'Totalitarianism': Congressman calls method to track coronavirus cases an invasion of privacy
Rep. Andy Biggs, an Arizona Republican and chairman of the House Freedom Caucus, called technology to track who COVID-19-positive individuals were in contact with a form of spying and "totalitarianism."
Appearing on The Seth Leibsohn Show Tuesday, Biggs took aim at suggestions by Drs. Anthony Fauci and Deborah Birx, coronavirus advisers to President Trump.
"The media has engendered hysteria. Dr. Fauci and Dr. Birx have engendered panic. And then you move to this really weird dynamic where Dr. Fauci is now advocating for what he's calling 'contact tracing,' where you they want to be able to monitor you — everyone, always — and move to the national ID-type of test system and give you a certificate, as you regularly test, that says, 'I am immune,' or something like that."
Biggs added: "This type of centralization of spying on American people, that's not freedom.
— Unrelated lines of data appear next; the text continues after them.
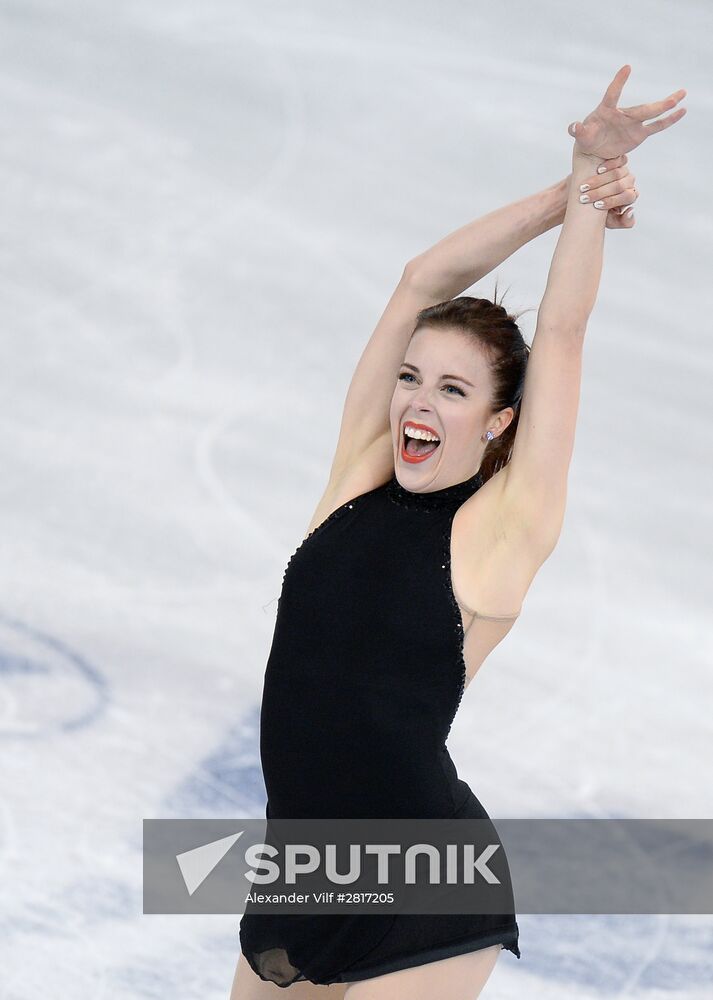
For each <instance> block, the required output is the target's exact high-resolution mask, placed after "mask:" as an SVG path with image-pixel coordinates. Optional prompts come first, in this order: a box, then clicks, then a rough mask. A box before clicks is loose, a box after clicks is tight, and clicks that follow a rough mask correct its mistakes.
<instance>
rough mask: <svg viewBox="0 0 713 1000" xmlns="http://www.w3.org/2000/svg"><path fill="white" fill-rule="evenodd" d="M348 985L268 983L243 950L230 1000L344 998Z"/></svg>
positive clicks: (315, 998)
mask: <svg viewBox="0 0 713 1000" xmlns="http://www.w3.org/2000/svg"><path fill="white" fill-rule="evenodd" d="M347 985H348V984H347V983H332V984H331V985H330V986H315V984H314V983H309V982H302V983H293V984H292V986H286V987H285V986H278V985H277V983H266V982H265V980H264V979H260V977H259V976H256V975H255V973H254V972H253V970H252V969H251V968H250V966H249V965H248V962H247V960H246V958H245V956H244V955H243V953H242V951H241V952H240V955H239V957H238V964H237V966H236V968H235V976H234V978H233V987H232V989H231V991H230V1000H278V998H279V1000H285V998H287V1000H343V997H344V994H345V991H346V989H347Z"/></svg>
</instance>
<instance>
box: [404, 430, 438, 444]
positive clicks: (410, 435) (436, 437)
mask: <svg viewBox="0 0 713 1000" xmlns="http://www.w3.org/2000/svg"><path fill="white" fill-rule="evenodd" d="M404 434H405V435H406V437H417V438H420V439H421V441H440V440H441V439H440V438H439V437H436V435H435V434H431V432H430V431H418V430H416V428H415V427H404Z"/></svg>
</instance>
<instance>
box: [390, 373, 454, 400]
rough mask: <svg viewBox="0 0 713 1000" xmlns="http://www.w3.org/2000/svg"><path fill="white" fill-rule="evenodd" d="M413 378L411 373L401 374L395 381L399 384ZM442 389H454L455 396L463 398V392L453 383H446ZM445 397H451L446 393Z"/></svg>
mask: <svg viewBox="0 0 713 1000" xmlns="http://www.w3.org/2000/svg"><path fill="white" fill-rule="evenodd" d="M414 377H415V376H414V375H412V374H411V372H401V374H400V375H399V377H398V379H397V381H399V382H401V381H402V380H403V379H406V378H414ZM443 388H444V389H455V391H456V392H457V394H458V395H459V396H465V393H464V392H463V390H462V389H461V387H460V386H458V385H453V383H452V382H448V383H447V384H446V385H444V386H443ZM446 395H447V396H451V395H452V393H450V392H447V393H446Z"/></svg>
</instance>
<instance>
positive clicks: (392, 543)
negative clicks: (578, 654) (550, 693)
mask: <svg viewBox="0 0 713 1000" xmlns="http://www.w3.org/2000/svg"><path fill="white" fill-rule="evenodd" d="M629 72H630V67H629V66H628V65H627V66H623V67H622V69H620V70H619V72H618V73H617V74H616V75H615V77H614V79H613V80H612V82H611V84H610V85H609V87H608V88H607V90H606V93H605V95H604V98H603V99H602V101H601V103H600V104H599V105H598V106H597V108H596V109H595V110H594V111H592V113H591V114H590V115H588V116H587V117H586V118H585V119H584V122H582V123H575V124H574V125H571V126H570V128H569V133H570V135H572V136H573V137H574V139H575V142H574V148H573V151H572V173H571V175H570V177H569V178H568V179H567V180H566V181H563V182H562V183H561V184H559V185H555V186H554V187H553V188H548V189H547V190H545V191H544V192H542V193H539V194H536V195H533V196H531V197H529V198H526V199H524V200H522V201H519V202H515V203H514V204H513V205H509V206H507V207H506V208H503V209H501V210H499V211H498V212H494V213H492V214H490V215H487V216H485V217H484V218H483V219H481V220H478V221H476V222H474V223H472V224H470V225H468V226H465V227H463V228H462V229H460V230H457V231H456V232H455V233H453V234H451V235H450V236H448V237H447V238H446V239H444V240H442V241H441V242H440V243H437V244H436V245H435V246H434V247H433V248H432V249H430V250H428V251H427V252H426V253H424V254H422V255H420V256H419V257H416V258H415V259H414V260H413V261H411V262H410V263H409V264H407V266H406V268H405V269H404V272H403V276H402V278H401V280H400V282H399V285H398V287H397V289H396V291H395V292H394V294H393V296H392V297H391V299H390V301H389V303H388V305H387V307H386V310H385V312H384V314H383V315H382V317H381V319H380V321H379V323H378V325H377V327H376V329H375V331H374V333H373V334H372V336H371V339H370V340H369V342H368V344H367V346H366V349H365V351H364V353H363V355H362V357H361V359H360V361H359V364H358V365H357V368H356V371H355V373H354V376H353V379H352V382H351V385H350V388H349V392H348V394H347V398H346V403H345V408H344V415H343V418H342V424H341V429H340V434H339V440H338V444H337V450H336V455H335V457H334V462H333V465H332V469H331V474H330V476H329V482H328V485H327V488H326V490H325V493H324V495H323V497H322V499H321V500H320V502H319V504H318V506H317V509H316V511H315V513H314V517H313V518H312V521H311V522H310V525H309V527H308V532H309V533H308V535H307V536H306V538H305V539H304V540H303V541H302V543H301V544H300V546H299V548H298V549H297V551H296V552H295V553H294V555H293V556H292V558H291V559H290V561H289V563H288V566H287V569H286V570H285V576H284V580H283V586H282V592H281V595H280V599H279V602H278V611H277V620H276V624H275V631H274V636H273V642H272V647H271V650H270V656H269V659H268V664H267V669H266V672H265V681H264V689H263V700H262V711H261V720H260V751H261V760H262V766H263V773H264V777H265V785H266V788H267V793H268V803H267V811H266V815H267V817H268V818H289V817H292V818H329V817H334V818H358V817H363V818H389V817H404V818H406V817H416V818H419V817H420V818H438V817H472V818H478V817H487V813H486V812H485V810H484V809H483V807H482V805H481V804H480V802H479V801H478V799H477V798H476V797H475V795H474V794H473V792H472V791H471V789H470V788H469V786H468V785H467V784H466V782H465V781H462V780H461V779H459V778H458V775H457V772H456V769H455V766H454V764H453V762H452V760H451V758H450V755H449V754H448V750H447V749H446V745H445V744H446V739H447V737H448V733H449V730H450V726H451V723H452V721H453V717H454V715H455V713H456V710H457V708H458V705H459V704H460V700H461V697H462V695H463V691H464V689H465V687H466V685H467V684H468V683H469V682H470V680H472V678H473V677H474V676H475V674H476V673H477V671H478V670H479V668H480V666H481V665H482V663H483V661H484V660H485V658H486V657H487V655H488V653H490V652H491V650H492V649H493V648H494V647H495V646H496V645H497V644H498V643H499V642H500V641H501V640H502V639H503V637H504V636H505V635H506V634H507V633H508V631H509V630H510V629H511V628H512V625H513V623H514V621H515V619H516V618H517V616H518V614H519V612H520V607H521V604H522V601H523V598H524V596H525V594H526V593H527V591H528V588H529V586H530V584H531V582H532V580H533V578H534V576H535V574H536V573H537V571H538V569H539V568H540V566H541V565H542V564H543V562H544V561H545V560H546V559H547V558H548V556H549V555H550V554H551V552H552V551H553V549H554V547H555V545H556V542H557V538H558V535H559V533H560V529H561V525H562V520H563V516H564V510H565V498H566V488H567V472H568V467H569V462H570V458H571V455H572V450H573V444H574V434H575V424H576V416H577V407H578V397H579V386H580V372H581V363H582V347H583V342H584V334H585V330H586V326H587V321H588V318H589V315H590V313H591V311H592V308H593V306H594V301H595V297H596V293H597V289H598V285H599V280H600V274H601V267H602V251H603V246H604V228H605V226H609V227H610V228H630V227H631V226H632V225H633V218H630V217H627V216H624V215H622V214H620V213H621V211H622V209H625V208H626V207H627V206H630V205H632V203H633V202H634V201H635V200H636V198H637V197H638V195H637V191H636V189H635V187H634V180H635V178H634V177H633V176H632V175H631V174H630V173H629V169H628V166H627V157H626V153H627V152H628V151H630V150H632V149H634V148H635V147H636V146H638V145H639V144H640V143H642V142H643V141H644V139H645V138H647V137H648V136H649V135H651V134H653V133H655V132H661V131H663V130H664V129H666V128H669V127H670V126H671V125H673V124H674V123H675V122H677V121H678V120H679V119H680V118H681V117H682V116H683V115H684V114H685V109H684V108H679V109H678V110H676V111H674V112H673V113H671V114H669V115H668V116H667V117H665V118H658V116H660V115H662V114H663V113H664V112H665V111H669V110H670V109H671V108H673V107H675V105H676V104H677V103H678V102H679V101H680V100H681V99H682V98H683V96H684V95H685V91H683V90H680V91H677V92H676V93H674V94H672V95H671V96H670V97H668V98H666V99H664V100H661V101H656V102H654V103H651V104H643V105H639V106H637V107H629V108H617V102H618V99H619V97H620V94H621V91H622V88H623V86H624V83H625V82H626V79H627V78H628V75H629ZM654 118H656V119H657V120H655V121H650V123H649V124H644V122H646V121H648V120H651V119H654ZM600 171H601V172H600ZM561 221H562V222H563V224H562V231H561V234H560V237H559V240H558V242H557V247H556V249H555V253H554V257H553V260H552V264H551V267H550V272H549V276H548V281H547V287H546V290H545V293H544V297H543V299H542V304H541V306H540V309H539V313H538V319H537V328H536V332H535V335H534V339H533V343H532V347H531V348H528V347H527V345H526V344H525V341H524V340H523V338H522V335H521V333H520V330H519V329H518V327H517V325H516V323H515V321H514V319H513V318H512V317H510V316H509V315H508V314H507V312H506V311H505V309H504V308H503V306H502V305H499V304H497V303H493V302H490V301H488V300H487V299H479V298H472V297H469V296H464V297H460V298H454V296H456V295H458V294H459V293H460V292H462V291H463V290H464V289H465V288H468V287H469V286H470V285H472V284H474V282H476V281H478V280H479V279H480V278H482V277H483V276H484V275H485V274H487V273H488V272H489V271H490V270H491V269H492V268H494V267H496V266H497V265H498V264H499V263H501V262H502V261H503V260H504V259H506V258H507V257H508V256H509V255H510V254H511V253H513V252H514V251H515V250H516V249H517V248H518V247H519V246H521V245H522V244H524V243H526V242H528V241H529V240H530V239H532V238H533V237H534V236H536V235H538V234H539V233H542V232H545V231H546V230H547V229H549V228H551V227H552V226H553V225H556V224H557V223H559V222H561ZM240 943H241V948H242V951H241V955H240V958H239V961H238V966H237V969H236V973H235V978H234V981H233V990H232V994H231V1000H268V998H270V997H276V996H278V995H279V991H280V989H281V988H284V987H289V986H291V987H292V989H291V991H290V996H293V997H295V998H296V1000H297V998H303V1000H307V998H310V1000H314V998H318V997H325V998H342V997H346V998H347V1000H400V998H404V1000H441V998H442V1000H446V998H447V1000H474V998H475V997H477V996H478V995H479V994H480V991H481V989H482V987H483V985H484V983H485V982H486V980H487V978H488V976H489V975H490V973H491V971H492V969H493V967H494V965H495V962H496V960H497V958H498V956H499V953H500V951H501V950H502V949H503V948H505V949H507V950H509V951H511V952H513V954H515V955H516V956H517V957H518V958H519V957H520V951H519V946H518V926H517V922H516V919H515V915H514V914H509V915H508V914H505V915H503V914H499V915H487V914H424V915H420V914H393V913H390V914H376V913H375V914H374V915H371V914H356V915H354V916H351V915H344V914H336V913H335V914H329V913H327V914H319V915H311V914H304V913H303V914H300V913H295V914H267V913H258V914H255V913H251V912H249V910H246V912H245V914H244V915H243V918H242V920H241V922H240Z"/></svg>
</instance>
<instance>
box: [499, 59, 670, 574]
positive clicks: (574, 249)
mask: <svg viewBox="0 0 713 1000" xmlns="http://www.w3.org/2000/svg"><path fill="white" fill-rule="evenodd" d="M629 71H630V67H629V66H628V65H627V66H624V67H622V69H621V70H619V72H618V73H617V74H616V76H615V77H614V79H613V81H612V83H611V84H610V85H609V87H608V88H607V91H606V93H605V96H604V98H603V100H602V102H601V104H600V105H599V106H598V108H596V109H595V111H593V112H592V114H591V115H588V116H587V118H586V119H585V120H584V123H581V124H580V123H576V129H575V128H573V127H570V132H571V133H573V134H575V135H576V137H577V138H576V141H575V144H574V150H573V153H572V183H571V185H570V191H569V197H568V201H567V209H566V212H565V218H564V223H563V225H562V231H561V233H560V236H559V240H558V241H557V246H556V248H555V252H554V257H553V259H552V264H551V266H550V272H549V276H548V279H547V287H546V289H545V293H544V296H543V299H542V303H541V305H540V309H539V313H538V319H537V326H536V331H535V336H534V339H533V342H532V347H531V350H530V356H529V359H528V364H527V375H526V378H525V385H524V389H523V396H522V401H521V404H520V405H521V409H520V417H519V421H518V427H517V432H516V434H515V442H514V445H513V450H512V456H511V458H510V462H509V463H508V465H507V466H506V467H505V470H504V471H506V477H505V481H504V487H503V498H504V504H505V509H506V511H508V512H513V513H514V516H515V517H516V518H517V524H518V525H519V526H523V525H524V527H525V529H526V534H527V535H528V537H530V539H531V540H532V542H533V544H534V545H535V546H538V547H539V548H538V551H541V552H542V553H543V554H545V555H546V554H547V553H548V552H549V551H551V549H552V548H553V547H554V544H555V543H556V540H557V537H558V536H559V532H560V530H561V524H562V519H563V517H564V509H565V503H566V491H567V474H568V469H569V464H570V459H571V456H572V451H573V446H574V436H575V425H576V418H577V409H578V403H579V393H580V381H581V363H582V348H583V341H584V334H585V330H586V327H587V322H588V320H589V316H590V313H591V311H592V309H593V307H594V303H595V299H596V296H597V291H598V288H599V281H600V276H601V270H602V254H603V247H604V219H605V211H604V209H605V208H606V207H607V204H606V201H605V204H604V205H603V206H602V209H601V210H599V209H598V208H597V207H596V202H591V203H586V202H585V203H582V202H581V200H580V199H581V195H580V191H579V185H580V183H583V182H585V181H586V180H587V179H588V175H591V174H593V173H595V172H596V170H597V168H598V167H599V166H600V165H601V163H602V162H603V160H604V158H611V157H616V156H622V155H624V154H625V153H626V152H627V151H629V150H631V149H633V148H634V147H635V146H637V145H639V144H640V143H641V142H643V141H644V139H645V138H646V137H647V136H648V135H651V134H653V133H655V132H660V131H662V130H663V129H665V128H668V127H669V126H670V125H672V124H674V123H675V122H676V121H678V120H679V119H680V118H681V117H682V116H683V114H684V113H685V109H683V108H680V109H678V110H677V111H676V112H674V113H673V114H672V115H669V116H668V117H667V118H664V119H662V120H660V121H657V122H653V123H652V124H651V125H644V124H643V122H644V121H645V120H646V119H651V118H653V117H655V116H656V115H660V114H661V113H662V112H663V111H665V110H670V109H671V108H672V107H673V106H675V104H677V103H678V101H680V100H681V98H682V97H683V96H684V95H685V91H677V92H676V93H675V94H672V95H671V96H670V97H669V98H667V99H666V100H663V101H658V102H655V103H653V104H647V105H640V106H638V107H635V108H625V109H617V107H616V104H617V101H618V99H619V97H620V95H621V90H622V88H623V85H624V83H625V82H626V79H627V78H628V75H629ZM627 174H628V170H627V168H626V167H620V168H617V169H615V170H612V171H611V178H612V180H611V183H607V184H605V185H604V186H602V187H601V188H598V189H597V196H598V198H599V199H605V196H612V197H614V198H615V199H623V200H624V201H627V200H628V201H632V200H633V199H634V198H635V197H636V191H635V189H633V183H632V182H633V178H631V177H630V176H627Z"/></svg>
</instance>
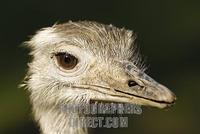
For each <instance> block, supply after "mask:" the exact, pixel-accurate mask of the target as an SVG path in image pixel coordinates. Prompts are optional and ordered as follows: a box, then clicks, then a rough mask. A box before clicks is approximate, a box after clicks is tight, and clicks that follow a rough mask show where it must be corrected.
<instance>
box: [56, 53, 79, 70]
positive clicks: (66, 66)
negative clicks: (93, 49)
mask: <svg viewBox="0 0 200 134" xmlns="http://www.w3.org/2000/svg"><path fill="white" fill-rule="evenodd" d="M55 56H56V59H57V62H58V65H59V66H61V67H62V68H63V69H65V70H71V69H73V68H74V67H75V66H76V65H77V63H78V59H77V58H76V57H75V56H73V55H71V54H68V53H63V52H62V53H57V54H56V55H55Z"/></svg>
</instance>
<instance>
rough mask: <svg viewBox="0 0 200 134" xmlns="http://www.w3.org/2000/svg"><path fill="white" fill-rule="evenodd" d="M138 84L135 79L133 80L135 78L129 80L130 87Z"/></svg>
mask: <svg viewBox="0 0 200 134" xmlns="http://www.w3.org/2000/svg"><path fill="white" fill-rule="evenodd" d="M137 85H138V84H137V83H136V82H135V81H133V80H129V81H128V86H129V87H134V86H137Z"/></svg>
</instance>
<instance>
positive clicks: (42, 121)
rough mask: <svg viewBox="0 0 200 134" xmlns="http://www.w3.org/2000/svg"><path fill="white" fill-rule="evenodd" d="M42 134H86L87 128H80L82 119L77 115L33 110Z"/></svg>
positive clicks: (60, 112) (58, 111)
mask: <svg viewBox="0 0 200 134" xmlns="http://www.w3.org/2000/svg"><path fill="white" fill-rule="evenodd" d="M34 112H35V118H36V120H37V121H38V122H39V125H40V129H41V132H42V134H88V131H87V128H85V127H83V126H80V125H79V124H77V123H79V122H81V119H83V116H80V115H79V114H78V113H70V114H67V113H65V112H63V111H62V110H58V109H51V110H49V109H48V110H47V109H41V108H40V109H35V110H34Z"/></svg>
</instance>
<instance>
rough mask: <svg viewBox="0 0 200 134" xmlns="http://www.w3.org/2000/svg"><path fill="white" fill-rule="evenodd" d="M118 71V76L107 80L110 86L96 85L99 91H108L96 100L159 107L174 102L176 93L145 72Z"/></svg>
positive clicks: (108, 83)
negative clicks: (99, 85) (108, 86)
mask: <svg viewBox="0 0 200 134" xmlns="http://www.w3.org/2000/svg"><path fill="white" fill-rule="evenodd" d="M118 73H119V75H118V76H119V77H118V78H117V77H114V78H113V77H112V76H110V77H112V78H110V79H109V80H107V83H108V84H109V88H105V87H101V86H99V87H98V89H97V87H95V88H96V89H97V90H98V91H102V92H104V93H106V96H103V95H102V96H97V97H96V98H94V100H105V101H115V102H125V103H132V104H138V105H146V106H152V107H158V108H165V107H169V106H171V105H173V104H174V102H175V100H176V96H175V95H174V93H172V92H171V91H170V90H169V89H168V88H167V87H165V86H163V85H162V84H159V83H158V82H156V81H155V80H154V79H152V78H151V77H150V76H148V75H147V74H145V73H144V72H139V71H135V70H134V71H133V72H131V71H130V70H129V73H128V74H129V75H127V73H124V72H121V73H120V72H118ZM104 89H105V90H104Z"/></svg>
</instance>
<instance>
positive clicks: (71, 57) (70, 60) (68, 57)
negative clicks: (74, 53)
mask: <svg viewBox="0 0 200 134" xmlns="http://www.w3.org/2000/svg"><path fill="white" fill-rule="evenodd" d="M64 60H65V63H66V64H69V63H70V62H72V61H73V58H72V56H71V55H69V54H66V55H65V59H64Z"/></svg>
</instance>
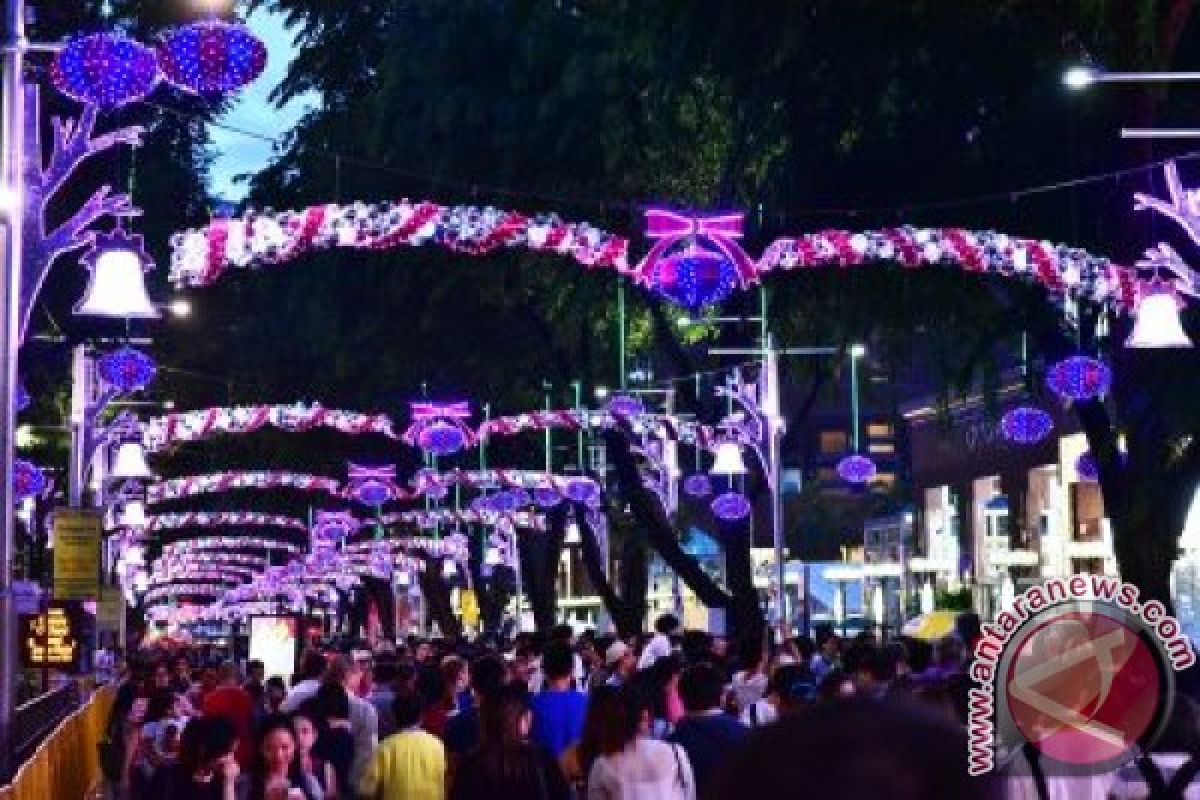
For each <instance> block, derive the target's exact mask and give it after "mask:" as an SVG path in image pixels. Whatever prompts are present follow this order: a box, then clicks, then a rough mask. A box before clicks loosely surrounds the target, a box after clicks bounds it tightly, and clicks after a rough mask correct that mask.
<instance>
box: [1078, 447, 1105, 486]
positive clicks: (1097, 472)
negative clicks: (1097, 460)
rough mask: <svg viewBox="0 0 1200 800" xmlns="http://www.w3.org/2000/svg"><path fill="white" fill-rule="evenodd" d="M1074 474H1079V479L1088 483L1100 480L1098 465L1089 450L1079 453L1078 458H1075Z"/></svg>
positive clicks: (1099, 475) (1081, 480)
mask: <svg viewBox="0 0 1200 800" xmlns="http://www.w3.org/2000/svg"><path fill="white" fill-rule="evenodd" d="M1075 475H1079V480H1081V481H1087V482H1090V483H1094V482H1096V481H1098V480H1100V465H1099V464H1097V463H1096V457H1094V456H1092V451H1091V450H1085V451H1084V452H1081V453H1079V458H1076V459H1075Z"/></svg>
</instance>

That is enslavement. That is totalitarianism, and that's what you see when you get a big crisis like what we had that have been manipulated, in some ways, to produce hopes for authoritarian outcome."
Contact tracing is the process of seeking out the contacts of a person who tests positive for an infectious disease. Tech giants such as Google and Apple have already offered a plan for COVID-19 contact tracing using cell signals from over 3 billion mobile devices, Wired reported.
Announced Friday, the Apple-Google proposal documents two people who come close to one another through Bluetooth technology. Both companies claim the individuals' identities and locations remain private.
The Centers for Disease Control and Prevention is broadening the number of people who will be able to be contact-traced nationwide, CDC Director Robert Redfield told NPR.
"We are going to need a substantial expansion of public health fieldworkers," he said. This, along with ample testing, is what will be needed "to make sure that when we open up, we open up for good."
Other countries, such as South Korea, Singapore, and Hong Kong, have deployed contact tracing methods to track their citizens' coronavirus cases.